March 4, 1999.

As I come upon Phoebe’s 20th birthday, I can’t help think about our lives since that day in March of 1999. Everything about Phoebe was a-typical when she finally came in to the world.  A C-section because she didn’t want to come out (shocker), lung issues, breathing issues, etc. etc.  That was just the start.  I was so relieved when she got to about 3-years-old and her asthma was basically gone, and was told she had grown out of it.  It had been 3 solid years of doctors appointments, and numerous surgeries.  I thought, “Great…now she will be normal.”  How wrong I was.  Nothing has been “normal” since she was born.  It’s been 20 years of meetings, appointments, evaluations, surgeries, and comparisons to “typical” developing children.

In the early years, seeing babies doing all the things that typically developing children do was heart-wrenching.  Why wasn’t my baby doing these things?   Why isn’t my toddler talking like the other toddlers?  Why is her speech different?  Why isn’t my toddler walking like others?  The list is endless.  It broke my heart to realize that my child would not do the same things the others did.  It broke my heart to realize that my child was different.

In the last few years, I do not feel the same way.  I do not compare.
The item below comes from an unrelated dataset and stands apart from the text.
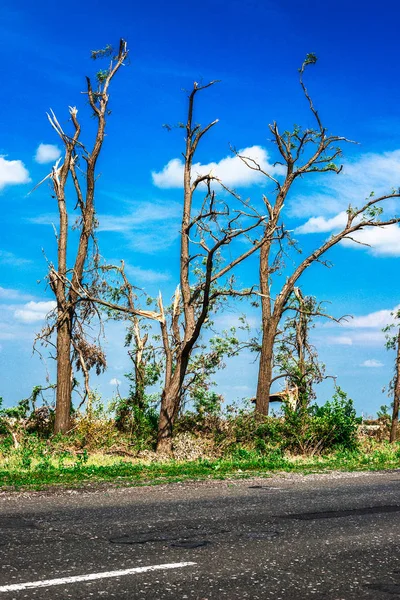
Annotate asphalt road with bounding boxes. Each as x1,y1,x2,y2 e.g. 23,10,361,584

Raising Phoebe has been a challenge, but it’s also been eye-opening.  Most people conform to a set social standard…because we have social “rules.”  Phoebe’s type of autism does not let her do this.  (as do many forms).  She does not worry about things she says or does.  She does not hold back when she has a feeling.  She can’t.  People will stare, and judge because she doesn’t look different…but she acts different.  I used to be so embarrassed, and sad.  Over the years, I have learned to let it go.  I can’t change it, and she has come a long, long way.  I have learned what a behavior for attention is, and what true autism is (only in Phoebe).  I know when she can or can’t do things.  I have also learned that everyone has different abilities.  We ALL have strengths and weaknesses.  Phoebe is no different.

It’s March of 2019.  20-years of being a mother.  20-years of worrying, and persevering.  20-years of challenges and growth.  While she’s not in college, working or dating…she is going to her post-secondary school program, drinking slurpees, playing with her 2000 markers, carrying around her naked American girl doll, and bothering her brother.   Some things may never change, and that’s ok.

Happy 20th Birthday to the little girl who made me a Mom. 🙂  Love you, Phoebe Louise.